Interestingly enough, scientists have demonstrated in the laboratory that the part of the brain long agreed upon as the ‘pleasure center’ is activated during associative learning in rats (Young et al., 1998). Specifically, rats are trained to associate two neutral stimuli, a flashing light and a tone. The tone was subsequently paired with a mild footshock using standard aversive conditioning procedures. The procedure can be likened to what Pavlov demonstrated with salivation becoming the conditioned effect of the bell ringing once the sound of the bell was associated with the presentation of the delicious piece of meat. Thus, conditioning is a very basic kind of learning. In fact, I would be so bold as to suggest that associative learning is the fundamental process underlying all learning.

What Young et al. (1998) showed in their study is that learning, by itself, is rewarding. Being that the neurochemical correlate to reward is the release of dopamine in the mesolimbic dopamine system and observing such release when learning had occurred suggests that not only is there pleasure in learning, but the pleasure is designed to motivate learning. Both rats and humans experience pleasure when learning occurs. Indeed, it doesn’t even matter what the subject is learning. It can be the association between two stimuli that are in and of itself neutral and quite boring such as a flashing light and a tone. Though it’s worthwhile to note that the scientists had to first associate the tone with a mild footshock, suggesting the potential importance of the emotional system to facilitate the learning process.

Going back to the definition of happiness being an experience of pleasure, one can begin to see exactly what learning has to do with happiness. There is pleasure in learning. It makes perfect sense. Why wouldn’t we be biologically set up to find pleasure in learning?
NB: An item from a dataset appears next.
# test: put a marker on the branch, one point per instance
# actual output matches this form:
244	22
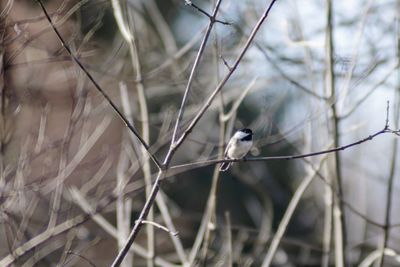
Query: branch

We would be in a lot of trouble if learning were absolutely un-enjoyable. Can you imagine?

So what do our moods and emotions have to do with learning? The relationship between emotions and learning is clearly seen in many modern educational systems. Did you know that, according to a UNICEF study, 60% of a child’s ability to learn is impacted by emotion? According to this study, when a child has the experience of being loved and reports being happy, they are able to learn and remember 60% more material than a child who does not have the experience of love and happiness. How interesting is it, then, that so many schools claim there are not enough resources to maintain a proper educational system? Many schools insist that children’s education suffers because of the lack of funds for supplies and technology when what they really need is love and compassion. Sadly, our children often become emotionally malnourished in modern educational systems.

Philosophers, some as prominent as Freud and Jung, have suggested that a shift in the emotional domain makes learning take off exponentially. Witnessing the crisis in learning that is happening in modern day America, it’s not difficult to see how this might be true. Indeed, when the environments of our schools do not welcome the full expression of a child’s emotional experience, there is disconnect not only from the emotions but also from the teachers and the objectives they are there to learn. This sense of disconnection carries into adulthood. One must wonder if this sense of disconnection breeds a different kind of learning, the kind that relentlessly acquires more and more knowledge, pushing the envelope of technology, leaving behind the ability to be intimately and fully connected with the experience of life.

Bottom line: Love, compassion, and being connected to our emotions impact the learning process in a way that promotes happiness. There is wisdom in our emotions that goes beyond the rational mind. It’s time we honor that wisdom and dissolve the crisis of the western mind.

Young, A.M., R.G. Ahier, et al. (1998). “Increased extracellular dopamine in the nucleus accumbens of the rat during associative learning of neutral stimuli.” Neuroscience 83(4): 1175-83.